People v Rideout
2024 NY Slip Op 05720
Decided on November 15, 2024
Appellate Division, Fourth Department
Published by New York State Law Reporting Bureau pursuant to Judiciary Law § 431.
This opinion is uncorrected and subject to revision before publication in the Official Reports.


Decided on November 15, 2024 SUPREME COURT OF THE STATE OF NEW YORK Appellate Division, Fourth Judicial Department
PRESENT: SMITH, J.P., BANNISTER, MONTOUR, GREENWOOD, AND KEANE, JJ.

761 KA 18-00224

[*1]THE PEOPLE OF THE STATE OF NEW YORK, RESPONDENT,

v

COLIN A. RIDEOUT, DEFENDANT-APPELLANT.




SARAH S. HOLT, CONFLICT DEFENDER, ROCHESTER (KATHLEEN P. REARDON OF COUNSEL), FOR DEFENDANT-APPELLANT.

SANDRA DOORLEY, DISTRICT ATTORNEY, ROCHESTER (MARTIN P. MCCARTHY, II, OF COUNSEL), FOR RESPONDENT.



Appeal from a judgment of the Supreme Court, Monroe County (Thomas E. Moran, J.), rendered October 13, 2017. The judgment convicted defendant, upon a jury verdict, of murder in the second degree and tampering with physical evidence (two counts).

It is hereby ORDERED that the judgment so appealed from is unanimously affirmed.

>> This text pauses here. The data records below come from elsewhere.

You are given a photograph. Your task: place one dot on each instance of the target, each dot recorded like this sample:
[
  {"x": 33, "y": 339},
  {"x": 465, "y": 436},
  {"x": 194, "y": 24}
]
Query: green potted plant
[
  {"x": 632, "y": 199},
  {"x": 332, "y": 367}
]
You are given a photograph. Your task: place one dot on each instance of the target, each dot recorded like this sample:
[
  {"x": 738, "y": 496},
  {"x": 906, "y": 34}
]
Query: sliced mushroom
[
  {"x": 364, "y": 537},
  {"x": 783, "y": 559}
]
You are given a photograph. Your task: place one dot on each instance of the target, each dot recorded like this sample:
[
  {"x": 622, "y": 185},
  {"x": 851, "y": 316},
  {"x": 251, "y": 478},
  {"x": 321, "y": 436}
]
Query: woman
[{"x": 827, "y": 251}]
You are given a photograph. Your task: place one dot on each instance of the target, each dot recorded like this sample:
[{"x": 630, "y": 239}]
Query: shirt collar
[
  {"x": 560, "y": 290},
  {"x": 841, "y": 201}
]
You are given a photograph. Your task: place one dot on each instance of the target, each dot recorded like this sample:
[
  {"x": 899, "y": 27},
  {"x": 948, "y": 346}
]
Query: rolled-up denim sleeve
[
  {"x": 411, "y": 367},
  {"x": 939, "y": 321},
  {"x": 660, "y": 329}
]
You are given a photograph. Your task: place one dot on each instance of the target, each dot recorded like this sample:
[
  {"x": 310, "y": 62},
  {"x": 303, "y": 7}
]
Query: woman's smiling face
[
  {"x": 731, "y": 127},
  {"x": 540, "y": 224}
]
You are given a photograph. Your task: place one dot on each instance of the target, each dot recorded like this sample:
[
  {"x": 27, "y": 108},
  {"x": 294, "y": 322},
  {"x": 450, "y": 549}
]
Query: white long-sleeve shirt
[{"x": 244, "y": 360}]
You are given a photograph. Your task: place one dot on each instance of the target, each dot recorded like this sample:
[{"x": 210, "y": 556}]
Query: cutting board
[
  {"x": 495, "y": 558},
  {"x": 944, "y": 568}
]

Memorandum: Defendant appeals from a judgment convicting him, upon a jury verdict, of murder in the second degree (Penal Law § 125.25 [1]) and two counts of tampering with physical evidence (§ 215.40 [2]). Contrary to defendant's contention, we conclude that the circumstantial evidence, when viewed in the light most favorable to the People (see People v Hines, 97 NY2d 56, 62 [2001], rearg denied 97 NY2d 678 [2001]), is legally sufficient to support the conviction of murder in the second degree (see People v Neulander, 221 AD3d 1412, 1412-1413 [4th Dept 2023], lv denied 41 NY3d 984 [2024]; People v Maull, 167 AD3d 1465, 1466 [4th Dept 2018], lv denied 33 NY3d 951 [2019]). Contrary to defendant's further contention, viewing the evidence in light of the elements of the crime of murder in the second degree as charged to the jury (see People v Danielson, 9 NY3d 342, 349 [2007]), we conclude that the verdict on that count is not against the weight of the evidence (see generally People v Bleakley, 69 NY2d 490, 495 [1987]). Defendant's contention that Supreme Court should have severed his trial from that of his codefendants is not preserved for our review because his motions for severance were based on different grounds than those he now raises on appeal (see People v Rolldan, 175 AD3d 1811, 1812 [4th Dept 2019], lv denied 34 NY3d 1081 [2019]; People v Howie, 149 AD3d 1497, 1499 [4th Dept 2017], lv denied 29 NY3d 1128 [2017]; People v Wooden, 296 AD2d 865, 866 [4th Dept 2002], lv denied 99 NY2d 541 [2002]). In any event, we conclude that defendant's contention lacks merit (see generally People v Mahboubian, 74 NY2d 174, 183-185 [1989]). Finally, we reject defendant's contention that the sentence imposed by the court—consecutive indeterminate terms aggregating to 27⅔ years to life imprisonment—is unduly harsh and severe.